Felizmente, alguns Clubes Desportivos de maior dimensão substituíram o Estado no apoio a alguns atletas e permitiram que no remo, no atletismo, na natação, no judo, houvesse medalhados.
Carlos Lopes nunca conseguiria os seus sucessos sem o apoio do Sporting e do seu treinador, o grande Moniz Pereira.
Clube a quem também se deve, em muito, o sucesso de Nelson Évora e Patrícia Mamona, no atletismo, e Jorge Fonseca no judo,
O mesmo com Fernando Pimenta, no remo, Telma Monteiro, no judo, Pedro Pichardo, no atletismo e Vanessa Fernandes, no triatlo, que beneficiaram do apoio do Benfica.
As grandes atletas Rosa Mota e Fernanda Ribeiro, atingiram o estatuto de campeãs graças ao Futebol Clube do Porto.
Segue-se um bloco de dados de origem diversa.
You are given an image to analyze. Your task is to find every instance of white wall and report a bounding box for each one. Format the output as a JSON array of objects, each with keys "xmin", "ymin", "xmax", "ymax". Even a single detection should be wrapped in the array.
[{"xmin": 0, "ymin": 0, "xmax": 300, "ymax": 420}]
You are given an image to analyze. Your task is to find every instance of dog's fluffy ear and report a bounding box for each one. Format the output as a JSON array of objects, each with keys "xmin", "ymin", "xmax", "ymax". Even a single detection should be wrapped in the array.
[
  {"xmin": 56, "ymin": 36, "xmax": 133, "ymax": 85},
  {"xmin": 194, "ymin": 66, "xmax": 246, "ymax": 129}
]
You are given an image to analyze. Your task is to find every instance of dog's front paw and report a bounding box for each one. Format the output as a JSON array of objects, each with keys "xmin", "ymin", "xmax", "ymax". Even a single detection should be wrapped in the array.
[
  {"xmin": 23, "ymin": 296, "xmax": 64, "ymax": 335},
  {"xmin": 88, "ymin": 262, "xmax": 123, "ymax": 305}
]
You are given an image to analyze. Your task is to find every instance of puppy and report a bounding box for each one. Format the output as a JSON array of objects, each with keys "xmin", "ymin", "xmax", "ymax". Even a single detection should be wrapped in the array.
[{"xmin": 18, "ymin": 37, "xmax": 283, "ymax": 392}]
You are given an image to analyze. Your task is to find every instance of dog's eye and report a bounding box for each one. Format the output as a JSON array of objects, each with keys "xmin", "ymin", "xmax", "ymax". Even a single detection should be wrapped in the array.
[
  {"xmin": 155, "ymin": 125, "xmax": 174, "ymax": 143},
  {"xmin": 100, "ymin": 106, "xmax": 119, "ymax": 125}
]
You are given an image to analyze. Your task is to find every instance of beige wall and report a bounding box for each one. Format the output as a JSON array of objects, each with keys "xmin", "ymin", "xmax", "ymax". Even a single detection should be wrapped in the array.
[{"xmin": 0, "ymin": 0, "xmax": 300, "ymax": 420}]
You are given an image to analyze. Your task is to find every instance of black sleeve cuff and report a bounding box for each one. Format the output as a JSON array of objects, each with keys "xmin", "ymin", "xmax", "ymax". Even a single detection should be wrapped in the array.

O caso mais flagrante será o do ciclista Joaquim Agostinho que se tornou conhecido por, saído da sua aldeia, montado numa “pasteleira” (bicicleta normal), ter participado numa prova, que venceu, contra os melhores portugueses de então, todos apetrechados com bicicletas de competição.
Mais tarde fez furor nas Voltas a França unicamente pela sua força e determinação já que, por falta de treinadores, tinha um modo “original” de pedalar, desengonçado e perigoso, o que levou a que tivesse várias quedas, uma delas fatal, ao ponto de lhe chamarem “Quim Cambalhota”.
O grande Eddie Merckx, que o admirava e de quem foi amigo, confessava: “Se Joaquim Agostinho soubesse andar de bicicleta seria imbatível”.
E os exemplos podiam multiplicar-se com Campeões noutras competições importantes, como Campeonatos do Mundo, com vários outros atletas que fizeram içar a bandeira portuguesa e ouvir o Hino Nacional sem que a Pátria os tivesse apoiado por desleixo dos seus governantes.
Para estes, o desporto serve para se autopromoverem nos momentos das vitórias, onde estão sempre presentes em grande plano, e na cobrança de impostos aos clubes que fazem muito do trabalho que competiria ao Estado.
Os atletas portugueses, presentes nestas competições, merecerão sempre a minha admiração e o meu agradecimento.
Porque todos competem, pelas razões que mencionei, com enorme desvantagem em relação aos adversários.
O que não invalida que, no fim da Festa, fique uma enorme tristeza e um doloroso desapontamento.
A verdade é que não merecemos o esforço dos que vestem, orgulhosamente, a camisola de Portugal.
Entre muitas outras razões por que somos péssimos nos momentos de votar para eleger quem nos governa.